By the late 1990s, the limitations of this approach became clear. After negotiating an intricate transportation project, we saw the agreements torn up by administrative and legislative processes. We realized that we needed strong community support to hold state leaders accountable.
Our first successful effort to build a broad-based alliance came a few years later when the multinational Kelda Corporation purchased Connecticut’s largest private water company, endangering thousands of acres of forests and wetlands that filter public water supply. In response, we formed a statewide coalition with hundreds of organizations and scores of local leaders. The outcome? 15,000 acres of water company land permanently protected. We’ve since used that same coalition-building know-how to conserve other critical lands and to get landmark climate bills through the Connecticut legislature.
Our effectiveness grew dramatically in 2004, when Save the Sound—also active in the region since the 1970s—merged into CFE. This strategically combined Save the Sound’s on-the-ground and volunteer strengths with CFE’s legal and legislative acumen.
Within a year we assembled our legal and community power to battle Broadwater, a liquid natural gas facility proposed for the center of the Sound. The fight culminated with Save the Sound bringing 15,000 written public comments to Albany, along with a sophisticated energy report demonstrating that New York and Connecticut didn’t need the facility or its gas. The State of New York then denied a critical permit, effectively killing the scheme and delivering a major grassroots victory.
The merger with Save the Sound also brought another powerful tool under our roof: on-the-ground restoration. Environmental engineering and green infrastructure re-open rivers, rebuild marshes, and green-up urban centers to transform neighborhoods and ecosystems. Our restoration work took off in 2009, when we won competitive federal economic stimulus funding to reopen tidal flow at Bride Brook at Rocky Neck State Park and replace tide gates on New Haven’s West River. The projects had a remarkable outcome: a quarter-million more river herring now swim up Bride Brook every spring, thousands more travel up the West River, and the urban village of Westville is no longer threatened with catastrophic flooding. One expert called the West River project the most important Urban River restoration success from Chesapeake Bay to Maine.
Most recently, Soundkeeper, Inc. asked us to take on the well-known Soundkeeper program to continue Terry Backer’s legacy as your eyes and ears on the Sound. We agreed wholeheartedly. In August 2017, new Soundkeeper Bill Lucey was launched under Save the Sound’s banner, beginning a new era of on-the-water patrols. Backed by our capable lawyers who enforce clean water laws and our experienced water quality scientists and advocates, Bill is already connecting citizen watchdogs, local organizations, and civic leaders to track down, measure, and fix water pollution. And he’s bringing activist voices to Hartford, Albany, and D.C. to demand sensible policies to keep families safe from sewage pollution and restore vibrant, abundant life to the Long Island Sound food web.
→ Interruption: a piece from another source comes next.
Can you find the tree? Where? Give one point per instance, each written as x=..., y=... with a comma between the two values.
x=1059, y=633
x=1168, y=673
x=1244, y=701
We are now partnering with scores of community-based organizations and watchdogs in New York and Connecticut who care deeply about their local streams and harbors. Our organization is using every tool available to push Connecticut into being a national leader on climate and clean energy—more important than ever as the federal government actively dismantles climate efforts. We continue to be the defender of our region’s last great open spaces and the critical laws that guard them against development. We are mobilizing large coalitions and arguing in court to protect the last mile of unprotected forest on the lower Niantic River as well as endangered Plum Island, home to seals, terns, piping plovers, and rare plants.
Connecticut Fund for the Environment/Save the Sound fights to protect the stream you fish in, the forest you hike, and the islands you sail around. We work to build up neighborhoods that are safe from the threats of flooding and storms, and are thriving with home-grown energy and good jobs. And we do it all by bringing together the skills of our alliance’s combined 117 years of experience with your energy and passion to protect the places you love.